L’État fixe un cap clair pour ses achats numériques. Par une circulaire du Premier ministre, le gouvernement encadre désormais plus strictement la manière dont les administrations choisissent, développent et déploient leurs solutions digitales. Objectif affiché : concilier souveraineté, maîtrise budgétaire, sécurité juridique et soutien à l’écosystème français et européen.
Une doctrine d’équilibre entre marché et développement interne
Sous l’impulsion de Roland Lescure, de Anne Le Hénanff et de David Amiel, l’exécutif formalise une doctrine d’achat numérique structurée autour d’un principe central : la sobriété.
Concrètement, les administrations doivent en priorité s’appuyer sur des solutions existantes, qu’elles soient déjà mutualisées en interne ou disponibles sur le marché. Le développement spécifique d’un outil par l’État ne devient envisageable qu’en dernier recours, lorsqu’aucune offre ne répond aux besoins exprimés ou lorsque les exigences de continuité du service public et de résilience imposent une maîtrise renforcée.
Cette clarification intervient dans un contexte de tension croissante autour de la souveraineté numérique. Protection des données sensibles, dépendance aux grands fournisseurs non européens, maîtrise des coûts : autant de sujets qui ont conduit l’État à formaliser un cadre décisionnel plus rigoureux pour ses acheteurs publics.
La circulaire entend également sécuriser juridiquement les décisions d’achat, en rappelant le respect du droit de la commande publique tout en assumant un soutien explicite au numérique français et européen. La commande publique est ainsi présentée comme un levier stratégique au service de l’innovation et de l’autonomie technologique.
Données sensibles : cap sur le SecNumCloud
Un des volets structurants de la doctrine concerne l’hébergement des données sensibles. L’État publiera un vade-mecum précisant la typologie des données dites « d’une sensibilité particulière » — celles dont la violation pourrait porter atteinte à l’ordre public, à la sécurité ou à la santé.

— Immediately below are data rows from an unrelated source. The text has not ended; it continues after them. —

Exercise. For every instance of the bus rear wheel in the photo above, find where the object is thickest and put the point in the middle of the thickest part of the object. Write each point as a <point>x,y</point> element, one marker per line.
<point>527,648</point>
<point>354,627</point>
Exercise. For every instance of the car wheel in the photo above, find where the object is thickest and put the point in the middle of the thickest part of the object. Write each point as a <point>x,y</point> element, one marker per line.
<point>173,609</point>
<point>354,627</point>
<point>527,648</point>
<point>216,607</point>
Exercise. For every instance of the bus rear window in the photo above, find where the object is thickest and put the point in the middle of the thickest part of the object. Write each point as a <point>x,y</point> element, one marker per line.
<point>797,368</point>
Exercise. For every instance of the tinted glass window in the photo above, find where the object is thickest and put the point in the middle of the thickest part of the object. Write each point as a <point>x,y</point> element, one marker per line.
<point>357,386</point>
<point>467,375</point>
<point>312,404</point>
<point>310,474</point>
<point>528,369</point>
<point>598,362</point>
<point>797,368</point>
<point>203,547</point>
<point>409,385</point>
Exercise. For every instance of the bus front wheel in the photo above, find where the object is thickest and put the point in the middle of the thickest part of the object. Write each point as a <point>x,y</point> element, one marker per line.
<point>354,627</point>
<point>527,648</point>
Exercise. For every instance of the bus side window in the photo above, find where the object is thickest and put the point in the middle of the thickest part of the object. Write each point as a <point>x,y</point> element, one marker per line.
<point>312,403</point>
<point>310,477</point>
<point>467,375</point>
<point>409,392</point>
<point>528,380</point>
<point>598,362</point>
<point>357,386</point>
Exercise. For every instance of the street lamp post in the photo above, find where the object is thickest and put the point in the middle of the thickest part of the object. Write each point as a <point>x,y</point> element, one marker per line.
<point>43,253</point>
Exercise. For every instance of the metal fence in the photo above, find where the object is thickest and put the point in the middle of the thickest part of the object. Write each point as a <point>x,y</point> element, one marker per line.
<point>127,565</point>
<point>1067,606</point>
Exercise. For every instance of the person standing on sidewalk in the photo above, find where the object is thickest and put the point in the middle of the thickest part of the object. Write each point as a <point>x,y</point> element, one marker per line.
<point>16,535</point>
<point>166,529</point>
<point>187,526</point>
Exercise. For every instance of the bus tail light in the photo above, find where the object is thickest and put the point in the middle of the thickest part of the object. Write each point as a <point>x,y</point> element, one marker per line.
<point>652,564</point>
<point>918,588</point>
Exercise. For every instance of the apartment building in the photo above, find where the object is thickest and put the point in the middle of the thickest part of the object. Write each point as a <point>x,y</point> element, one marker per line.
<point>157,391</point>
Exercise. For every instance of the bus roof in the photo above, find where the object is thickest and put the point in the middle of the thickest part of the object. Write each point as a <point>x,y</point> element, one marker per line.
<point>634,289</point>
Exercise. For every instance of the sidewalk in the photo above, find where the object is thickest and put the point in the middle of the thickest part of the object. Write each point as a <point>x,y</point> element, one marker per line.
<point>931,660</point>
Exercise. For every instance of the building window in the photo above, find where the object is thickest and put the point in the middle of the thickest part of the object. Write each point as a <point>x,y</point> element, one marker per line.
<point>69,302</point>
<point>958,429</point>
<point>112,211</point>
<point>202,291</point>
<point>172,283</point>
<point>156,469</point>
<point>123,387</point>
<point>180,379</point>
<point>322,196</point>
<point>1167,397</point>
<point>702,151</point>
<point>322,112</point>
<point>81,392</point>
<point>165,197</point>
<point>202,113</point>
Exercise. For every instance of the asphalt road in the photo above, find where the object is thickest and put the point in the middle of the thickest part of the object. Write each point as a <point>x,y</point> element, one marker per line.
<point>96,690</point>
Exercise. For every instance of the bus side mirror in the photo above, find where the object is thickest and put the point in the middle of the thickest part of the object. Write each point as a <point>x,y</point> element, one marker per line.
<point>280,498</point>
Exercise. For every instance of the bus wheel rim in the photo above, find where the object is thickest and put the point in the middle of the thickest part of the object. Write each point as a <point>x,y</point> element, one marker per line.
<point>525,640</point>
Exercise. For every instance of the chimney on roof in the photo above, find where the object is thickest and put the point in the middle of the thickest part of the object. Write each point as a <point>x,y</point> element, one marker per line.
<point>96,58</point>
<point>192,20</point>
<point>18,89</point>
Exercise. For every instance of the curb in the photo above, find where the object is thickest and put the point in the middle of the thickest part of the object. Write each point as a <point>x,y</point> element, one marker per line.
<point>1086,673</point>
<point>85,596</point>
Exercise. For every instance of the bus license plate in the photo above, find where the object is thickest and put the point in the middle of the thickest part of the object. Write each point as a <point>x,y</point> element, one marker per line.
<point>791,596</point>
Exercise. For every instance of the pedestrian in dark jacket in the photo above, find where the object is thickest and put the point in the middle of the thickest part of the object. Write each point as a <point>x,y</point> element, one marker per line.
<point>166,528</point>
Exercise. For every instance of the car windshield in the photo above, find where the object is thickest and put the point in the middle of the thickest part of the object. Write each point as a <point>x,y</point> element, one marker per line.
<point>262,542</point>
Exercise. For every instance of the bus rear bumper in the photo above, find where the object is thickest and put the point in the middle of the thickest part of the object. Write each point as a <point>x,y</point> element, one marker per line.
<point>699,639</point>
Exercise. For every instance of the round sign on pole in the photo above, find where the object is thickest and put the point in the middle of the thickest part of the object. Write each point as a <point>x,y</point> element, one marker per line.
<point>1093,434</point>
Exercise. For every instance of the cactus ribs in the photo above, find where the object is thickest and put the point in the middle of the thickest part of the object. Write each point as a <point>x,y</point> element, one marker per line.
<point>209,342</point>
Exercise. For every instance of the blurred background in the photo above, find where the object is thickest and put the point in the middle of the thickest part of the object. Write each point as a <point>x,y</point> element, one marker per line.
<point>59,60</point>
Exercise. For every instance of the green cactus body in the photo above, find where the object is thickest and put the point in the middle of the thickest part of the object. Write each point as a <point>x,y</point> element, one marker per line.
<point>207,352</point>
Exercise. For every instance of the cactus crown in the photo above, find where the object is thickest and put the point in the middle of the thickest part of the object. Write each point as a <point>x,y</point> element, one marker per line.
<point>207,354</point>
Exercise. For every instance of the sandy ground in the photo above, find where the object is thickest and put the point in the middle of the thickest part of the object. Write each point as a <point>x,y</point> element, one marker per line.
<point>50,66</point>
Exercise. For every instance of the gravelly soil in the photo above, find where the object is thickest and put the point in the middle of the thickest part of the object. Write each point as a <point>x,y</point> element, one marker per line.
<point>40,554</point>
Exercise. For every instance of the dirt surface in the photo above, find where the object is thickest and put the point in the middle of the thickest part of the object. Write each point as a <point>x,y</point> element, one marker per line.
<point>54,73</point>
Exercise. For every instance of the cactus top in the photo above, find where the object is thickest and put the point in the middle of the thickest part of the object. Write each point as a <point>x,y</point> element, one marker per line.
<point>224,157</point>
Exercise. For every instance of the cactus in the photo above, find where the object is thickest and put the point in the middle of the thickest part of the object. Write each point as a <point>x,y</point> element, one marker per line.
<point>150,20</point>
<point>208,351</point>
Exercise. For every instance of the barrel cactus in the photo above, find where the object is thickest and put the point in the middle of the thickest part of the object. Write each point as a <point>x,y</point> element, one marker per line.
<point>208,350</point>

Ces données auront vocation à être hébergées sur des services cloud qualifiés SecNumCloud, le standard de référence en matière de sécurité, délivré par l’Agence nationale de la sécurité des systèmes d’information. Cette exigence s’inscrit dans le prolongement de la loi SREN du 21 mai 2024, qui renforce l’encadrement des services numériques stratégiques.
Au-delà du cadre réglementaire, l’enjeu est politique : réduire la dépendance aux solutions extra-européennes pour les usages critiques de l’administration. Pour les ministres, il s’agit de « montrer la voie » en alignant les pratiques internes de l’État avec l’ambition de souveraineté affichée au niveau national et européen.

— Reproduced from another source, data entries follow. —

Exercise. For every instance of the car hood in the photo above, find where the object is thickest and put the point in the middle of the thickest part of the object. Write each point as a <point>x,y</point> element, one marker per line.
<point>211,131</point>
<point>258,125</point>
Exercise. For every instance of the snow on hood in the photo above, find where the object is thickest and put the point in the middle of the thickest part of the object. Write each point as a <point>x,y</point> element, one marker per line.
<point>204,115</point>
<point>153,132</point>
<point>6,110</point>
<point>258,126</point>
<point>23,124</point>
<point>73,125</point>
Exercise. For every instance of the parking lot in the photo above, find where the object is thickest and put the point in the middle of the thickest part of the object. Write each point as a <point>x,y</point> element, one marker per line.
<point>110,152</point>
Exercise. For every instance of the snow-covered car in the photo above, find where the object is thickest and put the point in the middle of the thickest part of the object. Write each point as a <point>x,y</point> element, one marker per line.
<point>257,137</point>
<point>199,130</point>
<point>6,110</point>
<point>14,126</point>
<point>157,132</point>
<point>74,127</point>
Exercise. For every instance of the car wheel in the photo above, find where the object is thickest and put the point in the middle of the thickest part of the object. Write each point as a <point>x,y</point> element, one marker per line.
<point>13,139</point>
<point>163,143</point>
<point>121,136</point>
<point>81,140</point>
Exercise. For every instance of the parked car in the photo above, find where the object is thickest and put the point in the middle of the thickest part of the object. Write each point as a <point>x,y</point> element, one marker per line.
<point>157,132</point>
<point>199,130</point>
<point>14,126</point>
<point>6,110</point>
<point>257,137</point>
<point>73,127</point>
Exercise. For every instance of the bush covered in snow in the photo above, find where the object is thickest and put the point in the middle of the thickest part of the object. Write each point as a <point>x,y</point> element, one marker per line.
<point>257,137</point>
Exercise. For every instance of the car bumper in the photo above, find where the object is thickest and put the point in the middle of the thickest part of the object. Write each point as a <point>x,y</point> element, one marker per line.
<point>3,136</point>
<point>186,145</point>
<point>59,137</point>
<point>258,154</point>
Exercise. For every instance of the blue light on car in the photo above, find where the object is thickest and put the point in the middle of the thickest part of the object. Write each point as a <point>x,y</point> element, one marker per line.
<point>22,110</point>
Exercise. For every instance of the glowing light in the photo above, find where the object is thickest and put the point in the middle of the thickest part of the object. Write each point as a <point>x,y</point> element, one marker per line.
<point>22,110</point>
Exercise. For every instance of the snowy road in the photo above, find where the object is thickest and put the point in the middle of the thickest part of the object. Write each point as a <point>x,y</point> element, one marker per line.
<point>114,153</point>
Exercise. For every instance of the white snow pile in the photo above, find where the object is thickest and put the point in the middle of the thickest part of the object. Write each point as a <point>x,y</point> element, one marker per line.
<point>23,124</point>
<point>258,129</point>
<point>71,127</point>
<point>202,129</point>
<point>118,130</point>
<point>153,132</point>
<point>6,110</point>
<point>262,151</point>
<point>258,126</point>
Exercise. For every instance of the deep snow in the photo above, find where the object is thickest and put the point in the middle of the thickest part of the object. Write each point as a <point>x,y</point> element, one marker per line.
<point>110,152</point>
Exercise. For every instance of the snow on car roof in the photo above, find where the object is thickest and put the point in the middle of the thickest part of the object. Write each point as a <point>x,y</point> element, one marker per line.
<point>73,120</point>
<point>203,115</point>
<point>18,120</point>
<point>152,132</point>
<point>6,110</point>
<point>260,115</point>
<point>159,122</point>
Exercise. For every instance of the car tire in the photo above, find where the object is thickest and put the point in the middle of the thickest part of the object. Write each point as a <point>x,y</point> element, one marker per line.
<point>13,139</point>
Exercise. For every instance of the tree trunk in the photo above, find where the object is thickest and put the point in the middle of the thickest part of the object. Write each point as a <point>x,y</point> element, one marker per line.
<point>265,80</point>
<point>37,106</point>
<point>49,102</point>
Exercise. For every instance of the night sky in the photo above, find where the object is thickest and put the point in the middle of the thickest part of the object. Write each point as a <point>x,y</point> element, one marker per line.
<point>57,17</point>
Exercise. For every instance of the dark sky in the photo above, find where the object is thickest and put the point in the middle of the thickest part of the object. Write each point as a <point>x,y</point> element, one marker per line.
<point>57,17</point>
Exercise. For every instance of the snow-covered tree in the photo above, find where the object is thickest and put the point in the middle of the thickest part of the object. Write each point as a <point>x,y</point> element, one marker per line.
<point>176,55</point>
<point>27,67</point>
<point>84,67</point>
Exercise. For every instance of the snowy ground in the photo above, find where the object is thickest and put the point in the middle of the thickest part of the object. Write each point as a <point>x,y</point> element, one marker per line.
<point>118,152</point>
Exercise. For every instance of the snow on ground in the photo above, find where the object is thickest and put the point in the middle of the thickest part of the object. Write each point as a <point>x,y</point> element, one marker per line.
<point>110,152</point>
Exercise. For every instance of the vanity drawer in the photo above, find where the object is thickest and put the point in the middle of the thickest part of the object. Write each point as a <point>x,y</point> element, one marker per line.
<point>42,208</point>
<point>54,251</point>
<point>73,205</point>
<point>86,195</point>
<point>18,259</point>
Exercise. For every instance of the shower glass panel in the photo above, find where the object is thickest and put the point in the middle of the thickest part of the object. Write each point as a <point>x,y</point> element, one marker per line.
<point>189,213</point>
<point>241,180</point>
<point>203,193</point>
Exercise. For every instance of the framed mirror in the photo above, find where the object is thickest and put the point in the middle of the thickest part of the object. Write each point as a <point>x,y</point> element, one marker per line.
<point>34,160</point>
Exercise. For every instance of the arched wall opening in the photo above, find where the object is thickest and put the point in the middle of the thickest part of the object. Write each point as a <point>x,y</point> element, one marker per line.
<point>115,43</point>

Un rendez-vous national réunissant administrations et éditeurs de solutions collaboratives est d’ailleurs annoncé à Bercy le 27 mars 2026, à l’initiative de la Direction interministérielle du numérique et de la Direction generale des entreprises, en lien avec NUMEUM. Un signal adressé à la filière pour structurer une offre compétitive et interopérable.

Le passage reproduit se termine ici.